The holidays are a time to celebrate and rejoice with family and friends. However, during the most recent holiday shopping season, many found themselves worrying whether or not the gift they purchased for a loved one put them in jeopardy due to cyber-attacks.

In December, Target announced that more than 110 million customers – almost one third of the U.S. population – had their data compromised in a large-scale breach of the company’s point-of-sale (POS) network. Cyber thieves stole cardholder names, card numbers and three-digit security codes between November 27 and December 15, as well as addresses and phone numbers. As the extent of Target’s breach started to unfold, high-end retailer Neiman Marcus announced that their POS network had also been compromised between July and October of 2013, and unauthorized purchases associated with the stolen data had been made during the holiday season.

According to a recent report from Javelin Strategy & Research, the number of people notified after a data breach that they were victims of fraud rose by 340 percent between 2010 and 2012. Data breaches such as Target and Neiman Marcus, as well as a handful of other well-known retailers, point to the shift in cybercrime and show that data breaches are becoming the new world order. No longer are attacks considered isolated incidents – they are now a common threat and all enterprises and small businesses  alike need to take note.

In the case of the Target breach, the vulnerability of the POS network was exploited by advanced persistent threats (APTs) for a few milliseconds when the malware hit. The APTs found a small crack in the network and deployed the malware, which then decrypted the sensitive information. That’s what hackers have mastered – exploiting vulnerability and using APTs as a way to do it.

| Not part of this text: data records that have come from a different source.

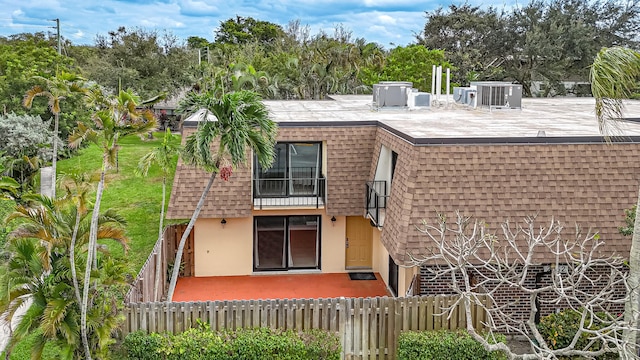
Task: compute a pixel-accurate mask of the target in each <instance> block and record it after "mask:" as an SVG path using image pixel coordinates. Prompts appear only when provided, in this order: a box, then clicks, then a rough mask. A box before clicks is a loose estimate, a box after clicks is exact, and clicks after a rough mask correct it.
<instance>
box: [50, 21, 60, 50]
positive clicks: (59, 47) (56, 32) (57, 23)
mask: <svg viewBox="0 0 640 360" xmlns="http://www.w3.org/2000/svg"><path fill="white" fill-rule="evenodd" d="M51 21H55V22H56V37H57V38H58V55H62V44H61V42H60V18H56V19H53V20H51Z"/></svg>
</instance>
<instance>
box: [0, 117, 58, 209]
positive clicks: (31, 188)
mask: <svg viewBox="0 0 640 360" xmlns="http://www.w3.org/2000/svg"><path fill="white" fill-rule="evenodd" d="M53 136H54V134H53V132H52V131H51V130H49V124H48V123H46V122H43V121H42V119H41V118H40V117H39V116H31V115H16V114H13V113H11V114H7V115H0V151H1V152H3V153H4V156H3V157H2V161H4V164H3V165H4V166H5V168H6V171H5V174H6V175H8V176H10V177H12V178H13V179H15V180H17V181H18V182H19V183H20V187H21V190H20V193H18V194H17V196H18V198H19V197H20V194H21V193H23V192H28V191H29V190H31V189H32V187H33V185H34V184H33V177H34V175H35V174H36V171H37V170H38V168H39V164H40V162H41V161H48V160H49V159H51V148H50V147H49V146H48V145H47V144H49V143H50V140H51V138H52V137H53ZM57 141H60V140H59V139H58V140H57Z"/></svg>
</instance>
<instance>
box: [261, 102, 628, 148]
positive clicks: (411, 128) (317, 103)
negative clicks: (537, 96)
mask: <svg viewBox="0 0 640 360" xmlns="http://www.w3.org/2000/svg"><path fill="white" fill-rule="evenodd" d="M331 98H332V99H331V100H267V101H265V104H266V105H267V106H268V107H269V109H270V111H271V115H272V117H273V119H274V120H275V121H277V122H279V123H281V124H282V126H287V124H286V123H292V125H293V124H294V123H295V124H298V126H302V125H304V123H307V122H310V123H316V124H317V125H319V126H323V125H326V126H337V125H339V124H340V123H345V124H358V123H362V124H363V125H364V124H374V123H376V122H377V123H379V124H382V125H383V127H385V128H387V129H388V130H390V131H392V132H395V133H400V134H404V135H406V137H408V138H413V139H467V140H470V139H476V138H482V139H488V140H487V141H488V142H491V141H490V139H492V138H537V137H539V134H541V132H544V136H545V137H549V138H569V139H574V138H581V137H588V138H592V139H594V138H596V137H600V136H601V135H602V134H601V133H600V130H599V128H598V123H597V121H596V117H595V110H594V108H595V100H594V99H593V98H575V97H573V98H524V99H522V110H492V111H489V109H486V108H477V109H471V108H468V107H467V106H465V105H460V104H454V102H453V100H452V98H450V101H449V107H445V103H446V101H445V100H444V99H446V97H445V96H443V97H442V98H441V101H440V102H441V103H442V105H441V106H439V107H431V108H427V109H417V110H408V109H384V108H383V109H379V110H375V109H374V108H373V106H372V97H371V95H332V96H331ZM639 117H640V101H637V100H629V101H626V102H625V118H639ZM618 125H619V126H618V129H617V130H618V132H617V133H616V134H612V135H617V136H628V137H637V136H640V123H637V122H633V121H620V122H618ZM427 142H428V141H427ZM444 142H446V140H445V141H444ZM463 142H464V141H463ZM516 142H518V141H516ZM416 143H420V141H416Z"/></svg>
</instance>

There are two distinct differences between an APT and a traditional attack. First, the attack is targeted at strategic users to access key information. Second, the botnet of the APT is disguised as legitimate data traffic and can go undetected for a substantial period of time. This dramatic shift in cybercrime forces retailers to reevaluate the security of current POS networks. Even more challenging is that APTs can fly under the radar for long periods of time before an organization even knows it’s under attack.

Historically, POS networks have been regarded as proprietary systems immune to targeted network attacks. However, the recent data breaches of Target and Neiman Marcus have proven that no longer to be true – POS networks are just as vulnerable to targeted attacks as any other network.

As the POS systems have become more complex and organizations have begun allowing third-party vendor’s access to networks, more vigilance in monitoring the behavior of outside sources is needed. Traditionally, organizations have been focused on security risks from risky employee behavior or outside direct attacks; however, as digital interactions become more frequent, the growing risk of untraditional threats has grown. As such, retailers should consider a security approach similar to a traditional enterprise network comprised of desktops, laptops and mobile devices.

The solution isn’t easy, but it is feasible. It starts with the business network and implementing a comprehensive approach to network security, including securing network endpoints, implementing an intrusion prevention system and establishing an incident response plan. By securing network endpoints, advanced malware and suspicious traffic can be easily identified by the network.

While early detection of threats can help combat an attack, network administrators need to be educated on suspicious traffic and vulnerable systems. As for retailers, they need to re-evaluate their security strategy to look not only at protecting cardholder data for compliance purposes, but to ensure that ALL of the data they are collecting – from customer information to shopping trends – remains private.